Ceux-ci ont fini par se mettre d’accord mardi soir sur un « paquet » de plusieurs noms, avec notamment celui de la ministre allemande Ursula von der Leyen (PPE) comme prochaine présidente de la Commission.

Un choix « profondément décevant », a déploré le groupe des Socialistes et Démocrates au Parlement européen, qui souhaitait que ce poste soit attribué à leur tête de liste aux européennes, le Néerlandais Frans Timmermans.

Les socialistes doivent désormais décider quel candidat ils présenteront pour la présidence du Parlement mercredi, pour laquelle ils envisagent notamment l’ancien Premier ministre bulgare Sergueï Stanichev.

La députée écologiste Ska Keller a déjà annoncé qu’elle ferait partie des prétendants. Son compatriote allemand Manfred Weber, à la tête du groupe du PPE, le plus important du Parlement, aurait lui renoncé à se présenter selon son entourage, après avoir déjà jeté l’éponge dans la course à la tête de la Commission.

– « Où vont nos votes? » –

Les manifestants pro-catalans venus par milliers devant le Parlement à Strasbourg ont pointé du doigt l’attitude jugée antidémocratique de Madrid.

« Où vont nos votes si après, les personnes qu’on élit ne peuvent pas exercer leur rôle? Dans la rivière? » s’est indigné auprès de l’AFP Santiago Solsona, montrant le canal qui borde le Parlement européen.

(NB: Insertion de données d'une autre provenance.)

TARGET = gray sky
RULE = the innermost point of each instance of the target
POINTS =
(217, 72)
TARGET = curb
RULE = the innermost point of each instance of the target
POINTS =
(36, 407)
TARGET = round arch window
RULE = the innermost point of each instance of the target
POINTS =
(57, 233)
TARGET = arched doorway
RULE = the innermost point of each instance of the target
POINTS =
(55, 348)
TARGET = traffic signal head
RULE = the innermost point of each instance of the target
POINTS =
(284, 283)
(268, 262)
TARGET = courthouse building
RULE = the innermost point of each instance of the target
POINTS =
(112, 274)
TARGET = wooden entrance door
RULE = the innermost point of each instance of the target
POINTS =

Cet avocat catalan de 54 ans, venu manifester à Strasbourg avec sa femme et son fils, jugeait « important d’être ici » pour soutenir les trois indépendantistes élus fin mai en Espagne.

Il s’agit de Carles Puigdemont, l’ex-chef du gouvernement régional catalan qui vit en Belgique pour échapper à un mandat d’arrêt espagnol, après la tentative de sécession de 2017, et de son colistier Toni Comin, dans la même situation. L’indépendantiste Oriol Junqueras, en détention provisoire, n’était pas non plus à Strasbourg.

L’Espagne n’a pas transmis formellement leurs noms au Parlement européen, leur situation les ayant empêchés de prêter serment à Madrid. Leurs trois sièges sont donc restés vides.

Une intervention en vidéo de Puigdemont a été diffusée mardi sur un écran géant sous les applaudissements de la foule devant le siège du Parlement. On y voyait en arrière plan le pont qui relie la France à l’Allemagne à quelques kilomètres de là.

– Farage de retour –

Puisque le Brexit n’a toujours pas eu lieu – la nouvelle date butoir est fixée au 31 octobre -, il y avait à nouveau 73 députés britanniques à Strasbourg (sur 751), dont l’europhobe Nigel Farage. Son Brexit Party, avec 29 élus, est même le parti national avec la plus grande délégation.

En théorie, le nouveau Parlement ne devait compter que 705 sièges. 27 des sièges britanniques devaient être redistribués à d’autres pays, tandis que les 46 autres devaient être mis de côté pour d’éventuels nouveaux élargissements de l’UE.

Le report du divorce a changé la donne et créé une situation inédite : les Britanniques vont occuper leurs sièges provisoirement, jusqu’à ce que le Brexit se concrétise. Et 27 personnes élues fin mai seront « réservistes » en attendant.

« Nous ne devrions pas être là, mais en fait je ne suis pas particulièrement en colère contre l’UE ou contre Michel Barnier », le négociateur en chef européen du Brexit, « ils ont fait leur travail », a dit Nigel Farage. « C’est la classe politique britannique qui a laissé tomber son peuple ».

D’autres élus britanniques, les Lib-Dem membres du groupe Renew Europe aux côtés des macronistes français, ont arboré eux à Strasbourg des T-shirts jaunes avec un tout autre message : « Stop Brexit ».